Wednesday, December 18, 2002
Mail Today...
Package from my Pa. Every year I get a check for fifty or a hundred bucks that sadly goes to some emergency bill, rent, or porn situation. Last year, I think i got a sweater, which my girlfriend was quick to snatch. This year, though. Oh this year. I got...check it, A phone card. Which I think is my father's way of dropping a hint. A thirty dollar card gift certificate thingy for the Olive Garden Restaurant. Which is awesome. Everybody knows I'm emaciated and bone-thin. Maybe I'll get some meat on my bones? Yeah, right. Suck it. I like being thin. I'm a wispy god doing whatever the hell I want. I'm going to save the card and put it towards their bread sticks and salads. It'll last me for eight months. I should be a supermodel. And a check too. What the hell? It's for...hold on....50 bucks. Wow. I'm a little nervous. Last time I got this much from him, he kicked me out of his house. This is making me paranoid. What's happening, Roge? And there's more!

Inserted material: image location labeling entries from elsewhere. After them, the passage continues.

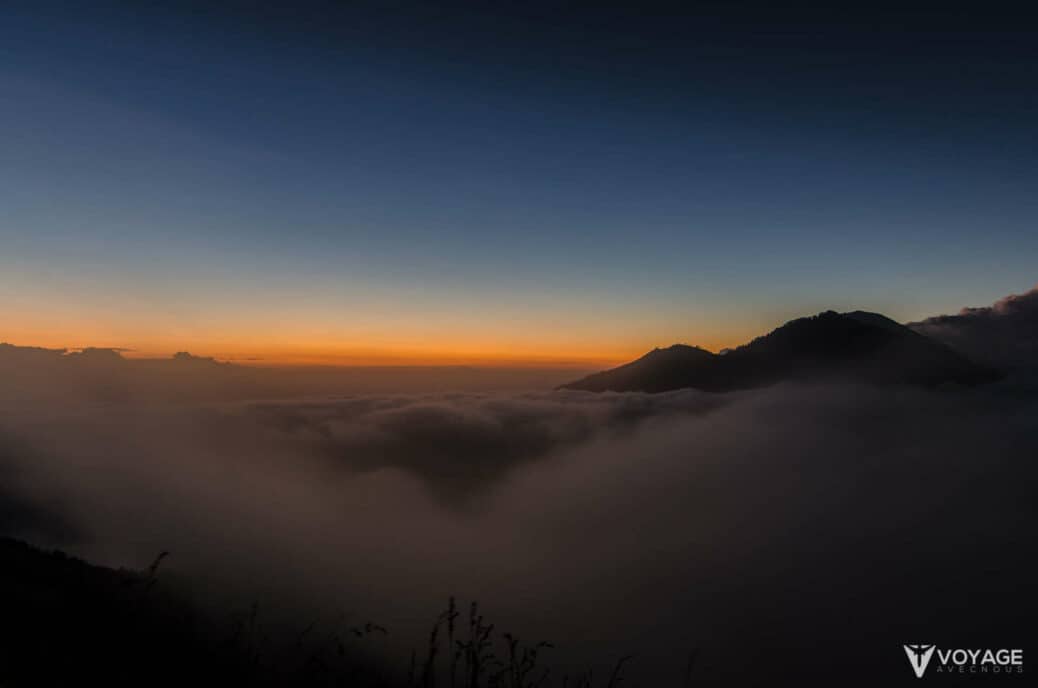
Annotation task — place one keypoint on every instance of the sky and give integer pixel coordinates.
(514, 184)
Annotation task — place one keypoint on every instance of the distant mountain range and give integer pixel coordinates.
(856, 346)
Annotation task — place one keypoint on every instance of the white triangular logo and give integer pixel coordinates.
(919, 657)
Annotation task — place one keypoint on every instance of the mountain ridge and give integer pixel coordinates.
(858, 346)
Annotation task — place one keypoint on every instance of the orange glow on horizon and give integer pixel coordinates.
(332, 354)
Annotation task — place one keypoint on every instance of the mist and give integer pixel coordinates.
(746, 527)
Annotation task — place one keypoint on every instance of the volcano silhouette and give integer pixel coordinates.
(858, 347)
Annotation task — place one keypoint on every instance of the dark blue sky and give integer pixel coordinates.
(528, 179)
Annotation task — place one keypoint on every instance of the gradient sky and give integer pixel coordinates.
(529, 184)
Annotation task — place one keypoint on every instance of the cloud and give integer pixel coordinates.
(1004, 334)
(758, 527)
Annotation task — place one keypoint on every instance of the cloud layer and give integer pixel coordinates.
(750, 526)
(1004, 334)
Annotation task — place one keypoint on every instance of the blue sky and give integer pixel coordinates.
(581, 183)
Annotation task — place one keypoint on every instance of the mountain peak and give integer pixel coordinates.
(857, 346)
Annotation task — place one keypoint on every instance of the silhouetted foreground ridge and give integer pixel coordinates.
(859, 347)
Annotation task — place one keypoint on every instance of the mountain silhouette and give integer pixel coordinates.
(858, 346)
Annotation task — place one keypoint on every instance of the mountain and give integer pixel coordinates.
(856, 346)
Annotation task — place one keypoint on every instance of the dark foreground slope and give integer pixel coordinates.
(65, 622)
(858, 347)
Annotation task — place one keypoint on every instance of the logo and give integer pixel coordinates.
(1002, 661)
(920, 656)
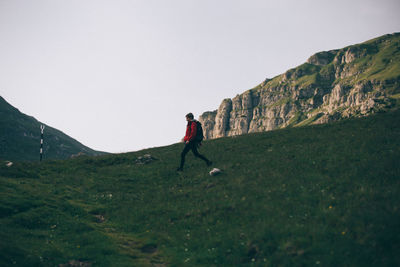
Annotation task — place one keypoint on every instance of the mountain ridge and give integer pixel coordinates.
(356, 80)
(20, 138)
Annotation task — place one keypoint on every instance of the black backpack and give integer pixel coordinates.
(199, 133)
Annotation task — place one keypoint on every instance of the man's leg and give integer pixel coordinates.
(197, 154)
(183, 154)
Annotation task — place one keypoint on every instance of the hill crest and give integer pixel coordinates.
(354, 81)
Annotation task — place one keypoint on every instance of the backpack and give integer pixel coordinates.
(199, 133)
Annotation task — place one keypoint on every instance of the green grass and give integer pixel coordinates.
(324, 195)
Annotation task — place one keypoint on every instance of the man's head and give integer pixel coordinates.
(189, 116)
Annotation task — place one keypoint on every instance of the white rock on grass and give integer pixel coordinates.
(215, 171)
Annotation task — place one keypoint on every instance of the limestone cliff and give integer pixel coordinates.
(354, 81)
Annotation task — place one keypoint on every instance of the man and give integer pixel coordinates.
(191, 143)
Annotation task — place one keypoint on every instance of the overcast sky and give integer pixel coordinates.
(120, 75)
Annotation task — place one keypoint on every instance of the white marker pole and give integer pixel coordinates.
(41, 141)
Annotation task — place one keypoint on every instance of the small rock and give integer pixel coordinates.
(215, 171)
(145, 159)
(9, 163)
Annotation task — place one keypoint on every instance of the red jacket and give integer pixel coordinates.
(191, 130)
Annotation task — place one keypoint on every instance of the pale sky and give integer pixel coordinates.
(120, 75)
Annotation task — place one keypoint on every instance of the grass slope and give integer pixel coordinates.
(20, 138)
(323, 195)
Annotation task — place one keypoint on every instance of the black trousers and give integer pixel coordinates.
(192, 146)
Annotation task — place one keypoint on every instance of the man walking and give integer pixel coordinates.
(191, 142)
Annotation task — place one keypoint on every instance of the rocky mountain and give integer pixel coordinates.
(354, 81)
(20, 138)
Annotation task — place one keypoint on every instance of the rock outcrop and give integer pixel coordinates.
(353, 81)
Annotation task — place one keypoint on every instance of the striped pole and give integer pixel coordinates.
(41, 141)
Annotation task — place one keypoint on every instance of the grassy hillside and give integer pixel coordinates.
(325, 195)
(20, 138)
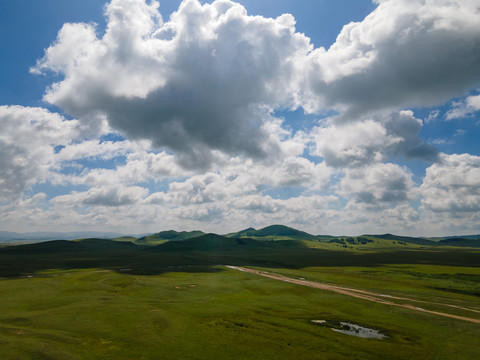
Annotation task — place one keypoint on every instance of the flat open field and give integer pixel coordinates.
(129, 303)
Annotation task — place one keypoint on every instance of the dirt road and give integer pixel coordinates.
(361, 294)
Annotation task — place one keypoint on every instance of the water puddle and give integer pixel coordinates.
(351, 329)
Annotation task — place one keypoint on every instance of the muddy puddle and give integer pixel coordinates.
(351, 329)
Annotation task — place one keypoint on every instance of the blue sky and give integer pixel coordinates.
(336, 117)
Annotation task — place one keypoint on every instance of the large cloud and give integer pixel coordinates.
(205, 80)
(371, 140)
(378, 185)
(27, 146)
(405, 53)
(453, 185)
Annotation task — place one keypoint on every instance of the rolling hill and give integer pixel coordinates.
(273, 232)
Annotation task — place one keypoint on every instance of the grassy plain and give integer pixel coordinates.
(100, 300)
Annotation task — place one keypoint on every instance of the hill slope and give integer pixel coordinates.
(275, 232)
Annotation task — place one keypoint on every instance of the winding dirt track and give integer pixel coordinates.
(362, 294)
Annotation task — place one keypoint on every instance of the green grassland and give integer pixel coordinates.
(174, 299)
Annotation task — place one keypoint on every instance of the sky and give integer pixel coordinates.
(339, 117)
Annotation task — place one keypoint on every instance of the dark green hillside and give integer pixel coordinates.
(53, 246)
(464, 242)
(103, 244)
(274, 232)
(214, 242)
(405, 239)
(170, 235)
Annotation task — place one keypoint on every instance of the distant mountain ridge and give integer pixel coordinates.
(278, 231)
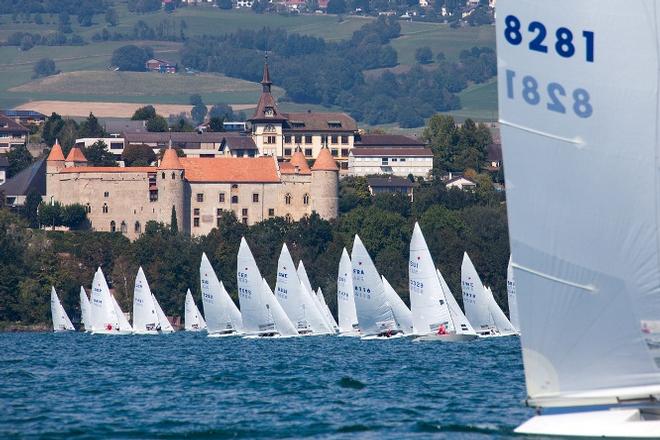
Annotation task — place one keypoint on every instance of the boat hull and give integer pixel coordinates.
(613, 423)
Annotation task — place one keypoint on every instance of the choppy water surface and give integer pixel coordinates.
(188, 385)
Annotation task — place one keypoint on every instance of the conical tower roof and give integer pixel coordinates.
(325, 162)
(56, 152)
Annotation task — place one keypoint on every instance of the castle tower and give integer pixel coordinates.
(75, 158)
(325, 185)
(171, 189)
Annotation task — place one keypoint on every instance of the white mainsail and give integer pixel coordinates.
(257, 319)
(296, 301)
(85, 310)
(193, 320)
(348, 322)
(511, 296)
(164, 325)
(587, 264)
(461, 323)
(401, 311)
(374, 313)
(61, 321)
(103, 316)
(283, 324)
(475, 299)
(427, 299)
(222, 315)
(145, 319)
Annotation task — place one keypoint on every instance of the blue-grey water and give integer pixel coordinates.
(185, 385)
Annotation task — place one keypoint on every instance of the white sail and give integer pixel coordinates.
(61, 321)
(504, 326)
(348, 322)
(587, 264)
(461, 323)
(427, 299)
(103, 316)
(122, 321)
(296, 301)
(374, 313)
(283, 324)
(222, 315)
(511, 296)
(164, 325)
(145, 319)
(401, 311)
(85, 310)
(193, 320)
(475, 299)
(257, 319)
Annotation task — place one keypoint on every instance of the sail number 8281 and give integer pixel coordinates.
(555, 94)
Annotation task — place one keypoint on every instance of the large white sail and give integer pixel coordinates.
(587, 259)
(461, 323)
(283, 324)
(375, 315)
(85, 310)
(296, 301)
(145, 319)
(103, 316)
(257, 319)
(511, 296)
(164, 325)
(348, 323)
(222, 315)
(427, 299)
(61, 321)
(475, 299)
(193, 320)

A Santa Claus Pez and three...THREE Simpsons Burger King watches. I didn't even have to eat there.
Now this is where it makes me totally grateful and happy, but nervous.
I've written both about my affinity for Pez and my desire to purchase those Pez watches here. He has never heard me say anything about either of them.
Now what does this mean? Is my father reading this site? Did my sister tell him? Cuz' she wasn't supposed to. And he doesn't know I have this. Not that I care, but I don't like people peeking over my shoulder when I write. I know that people read it. Shit, I want them to. C'mon-you guys are going to help me get rich and famous, right? But under no condition should I ever stop to think what somebody else will think about what I just wrote. That destroys it all.
So father. If you're reading this. Tell me. So I could boot you the hell off of this thing or switch the name to Mr.stinkass.blogspot.com or something.
I love you and all, but you need to go away.
p.s. I love my presents too. Send more.